Part of the reason for SSgA's different approach has been that - as a whole - they have been so successful with their broader "advisors" strategy. While the ETFs have just done OK (it's hard to argue with the world's largest ETF in terms of assets, but the subsequent streetTRACKS line has faltered), the company has seen strong growth in high-margin areas like separatelymanaged accounts and (gulp!) more active strategies. That's why Ehret and Ross emphasized the place ETFs have within the broader SSgA puzzle.

Gus had been speaking the same language, by and large...until the last few months, when he really began talking about mounting a significant effort on the ETF front, especially with all the recent growth in assets industry-wide, and the overwhelming success of GLD at SSgA.

My thinking continues to be that, most likely, one of a couple of things, (or a combination of both), forced the Fleites departure. Simply based on the way Gus had been talking and the manner of his departure, I assume that he went to SSgA senior management and demanded a ramped-up budget for the ETF effort - along the lines of that of BGI or Vanguard…say $50 or $80 million a year - and was met with a, "That's great. We love the direction. Here's $5 million." That and/or the fact that Gus may have rubbed some people the wrong way in his climb at SSgA and been caught in the corporate "orphaned protégé" syndrome when Tim Harbert died, seem the most likely culprits in his demise.

Bear in mind that, as is always the case in these situations, SSgA has been very tight-lipped about the circumstances surrounding the departure. Thus, my remarks are only speculation. But I do think they're educated speculation based on close contacts with a lot of people who are close to SSgA and familiar with the situation there. I'd even allow that I could be wildly off, and that Fleites may have been involved in some impropriety. But I doubt it.

Personally, I think there are tremendous opportunites lying ahead in the ETF industry. With actively-managed products on the horizon, leveraged products likely and now even ETFs based on other derivatives entering the mix, I really think at this point that it's looking like "Katie bar the door" for the ETF industry. I feel this even more strongly than I did two or three years ago. I think SSgA sees these possibilities, too, and that they'll play a part in realizing them. It's just a matter of scale.

Remember, SSgA is the world's largest investment manager, with about $1.5 trillion in assets. If you add up all ETF assets of every ETF in the world right now, they total just over $300 billion…just a third of SSgA's total reported AUM! But as history shows, the terrain can shift quickly…and it does appear that ETFs are on the front edge of such a change.

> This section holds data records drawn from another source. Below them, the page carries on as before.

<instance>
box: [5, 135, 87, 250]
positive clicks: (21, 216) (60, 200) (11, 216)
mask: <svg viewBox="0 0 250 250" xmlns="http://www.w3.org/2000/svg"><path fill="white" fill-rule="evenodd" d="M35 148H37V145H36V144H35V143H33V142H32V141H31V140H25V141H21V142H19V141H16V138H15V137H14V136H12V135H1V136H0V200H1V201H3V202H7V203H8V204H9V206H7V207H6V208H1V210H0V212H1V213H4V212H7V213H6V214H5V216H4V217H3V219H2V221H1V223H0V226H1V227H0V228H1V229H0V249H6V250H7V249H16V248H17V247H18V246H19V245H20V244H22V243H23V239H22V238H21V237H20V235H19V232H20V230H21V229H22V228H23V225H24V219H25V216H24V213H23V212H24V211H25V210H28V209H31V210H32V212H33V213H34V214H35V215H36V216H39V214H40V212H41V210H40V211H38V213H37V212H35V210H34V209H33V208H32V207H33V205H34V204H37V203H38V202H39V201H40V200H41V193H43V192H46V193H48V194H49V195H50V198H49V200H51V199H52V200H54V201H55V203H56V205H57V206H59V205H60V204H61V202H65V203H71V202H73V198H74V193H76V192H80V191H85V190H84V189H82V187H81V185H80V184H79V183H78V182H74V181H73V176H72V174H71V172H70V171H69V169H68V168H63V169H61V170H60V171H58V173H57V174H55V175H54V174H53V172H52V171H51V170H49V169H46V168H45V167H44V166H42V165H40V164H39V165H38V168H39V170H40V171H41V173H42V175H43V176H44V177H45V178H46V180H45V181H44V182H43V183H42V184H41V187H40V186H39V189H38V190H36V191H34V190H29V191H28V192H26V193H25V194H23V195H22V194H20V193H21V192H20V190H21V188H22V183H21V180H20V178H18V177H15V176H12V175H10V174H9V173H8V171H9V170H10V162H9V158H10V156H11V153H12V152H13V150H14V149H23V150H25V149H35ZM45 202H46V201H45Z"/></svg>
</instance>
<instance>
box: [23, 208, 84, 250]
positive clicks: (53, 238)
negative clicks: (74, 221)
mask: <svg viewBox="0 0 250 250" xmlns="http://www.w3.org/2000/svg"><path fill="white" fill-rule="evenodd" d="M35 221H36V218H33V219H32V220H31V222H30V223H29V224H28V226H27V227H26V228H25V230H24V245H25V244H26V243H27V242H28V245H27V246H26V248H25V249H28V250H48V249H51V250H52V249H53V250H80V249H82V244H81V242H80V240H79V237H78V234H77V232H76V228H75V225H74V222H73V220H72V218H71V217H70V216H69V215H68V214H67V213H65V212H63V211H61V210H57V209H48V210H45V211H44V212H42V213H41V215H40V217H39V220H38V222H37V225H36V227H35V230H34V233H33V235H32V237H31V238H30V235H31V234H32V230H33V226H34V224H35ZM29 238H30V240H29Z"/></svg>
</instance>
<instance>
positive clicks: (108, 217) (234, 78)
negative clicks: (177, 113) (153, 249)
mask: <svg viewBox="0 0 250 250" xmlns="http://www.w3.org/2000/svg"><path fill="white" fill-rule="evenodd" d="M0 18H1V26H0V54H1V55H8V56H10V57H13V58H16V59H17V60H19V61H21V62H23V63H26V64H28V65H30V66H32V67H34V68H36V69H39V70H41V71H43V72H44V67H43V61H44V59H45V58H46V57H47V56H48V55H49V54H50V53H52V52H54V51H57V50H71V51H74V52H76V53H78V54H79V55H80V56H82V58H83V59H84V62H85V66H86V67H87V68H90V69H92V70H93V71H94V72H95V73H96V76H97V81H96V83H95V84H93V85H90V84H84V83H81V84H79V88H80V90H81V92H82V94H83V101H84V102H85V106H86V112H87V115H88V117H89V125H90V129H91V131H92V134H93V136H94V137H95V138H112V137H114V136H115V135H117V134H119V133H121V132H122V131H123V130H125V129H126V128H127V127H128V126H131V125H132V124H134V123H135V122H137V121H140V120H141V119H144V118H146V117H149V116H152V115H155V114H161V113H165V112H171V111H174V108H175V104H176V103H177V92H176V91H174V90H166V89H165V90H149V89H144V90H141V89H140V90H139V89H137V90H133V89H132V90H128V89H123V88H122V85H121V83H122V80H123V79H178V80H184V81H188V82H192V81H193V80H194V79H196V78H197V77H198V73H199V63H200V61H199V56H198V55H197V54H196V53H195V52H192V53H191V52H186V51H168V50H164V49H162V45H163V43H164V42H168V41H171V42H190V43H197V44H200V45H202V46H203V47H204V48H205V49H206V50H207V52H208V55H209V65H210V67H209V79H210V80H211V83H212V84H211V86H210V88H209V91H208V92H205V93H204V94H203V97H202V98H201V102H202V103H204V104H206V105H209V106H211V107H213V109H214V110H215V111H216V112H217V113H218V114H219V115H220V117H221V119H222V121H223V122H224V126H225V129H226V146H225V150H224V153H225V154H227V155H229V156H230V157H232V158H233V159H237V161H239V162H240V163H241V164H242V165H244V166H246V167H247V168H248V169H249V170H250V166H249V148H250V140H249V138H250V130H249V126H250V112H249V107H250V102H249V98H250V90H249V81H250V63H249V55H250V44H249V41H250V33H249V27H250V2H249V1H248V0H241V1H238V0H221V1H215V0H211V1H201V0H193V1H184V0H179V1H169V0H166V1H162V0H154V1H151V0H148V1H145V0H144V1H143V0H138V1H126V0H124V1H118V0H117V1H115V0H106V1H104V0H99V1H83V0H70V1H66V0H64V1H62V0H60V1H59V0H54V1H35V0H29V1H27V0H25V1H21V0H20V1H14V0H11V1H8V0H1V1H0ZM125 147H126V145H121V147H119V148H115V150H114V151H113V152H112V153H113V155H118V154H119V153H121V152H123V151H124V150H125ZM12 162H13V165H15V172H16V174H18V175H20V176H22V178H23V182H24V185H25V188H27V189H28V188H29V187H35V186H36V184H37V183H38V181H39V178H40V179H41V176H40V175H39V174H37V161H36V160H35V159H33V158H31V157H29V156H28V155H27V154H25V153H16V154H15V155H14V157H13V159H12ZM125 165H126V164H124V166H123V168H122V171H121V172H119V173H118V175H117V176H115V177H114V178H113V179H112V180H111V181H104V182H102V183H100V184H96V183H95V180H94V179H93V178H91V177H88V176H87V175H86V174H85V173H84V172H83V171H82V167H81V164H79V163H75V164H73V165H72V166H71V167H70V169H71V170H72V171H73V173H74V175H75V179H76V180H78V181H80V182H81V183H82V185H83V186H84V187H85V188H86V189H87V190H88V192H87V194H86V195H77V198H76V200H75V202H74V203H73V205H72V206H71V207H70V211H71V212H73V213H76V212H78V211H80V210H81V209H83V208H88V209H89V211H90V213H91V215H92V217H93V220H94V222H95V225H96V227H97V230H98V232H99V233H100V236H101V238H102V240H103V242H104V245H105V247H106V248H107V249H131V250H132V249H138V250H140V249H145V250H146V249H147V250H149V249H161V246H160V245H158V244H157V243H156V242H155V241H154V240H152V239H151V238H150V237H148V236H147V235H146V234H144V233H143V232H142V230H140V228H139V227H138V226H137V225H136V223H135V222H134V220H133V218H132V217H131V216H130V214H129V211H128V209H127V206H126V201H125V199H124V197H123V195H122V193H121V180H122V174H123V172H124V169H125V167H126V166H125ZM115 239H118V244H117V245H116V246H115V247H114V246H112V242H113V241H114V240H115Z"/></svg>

The good news is that SSgA is in a very interesting position to do some innovative things with ETFs. They already have the commodities experience with GLD, and commodities are one the hottest areas of ETF development right now. And they've got a wealth of experienced in enhanced and more active strategies, which could well be the next area ETFs are heading. I know from talking to the people around the industry that all sorts of different and interesting ideas have been percolating there.

As for Gus, SSgA will miss him. He was an extremely forceful and convincing personality, and he carried a lot of weight in the industry. I doubt we've seen the last of him. Although I don't know the terms of his exit from SSgA (vis-à-vis any non- ompete agreement, which would seem unlikely), my bet is that he'll be back in the industry soon … perhaps at one of the upstart ETF companies, or on the product development side at one of the exchanges.

Assuming he's legally able, don't be surprised to see him leap to the side of a competitor as possible payback. While it really is hard to imagine him being at BGI after all those years in direct competition, Fidelity certainly seems like a possibility, with its recent entry into the ETF business and ramped up index fund effort. And he wouldn't even need to move from Boston. Profunds, Rydex, Powershares, anyone? We're looking forward to seeing how this develops, with Gus, and especially with SSgA, the keeper of a wealth of ETF tradition and experience… at a crossroads in its history.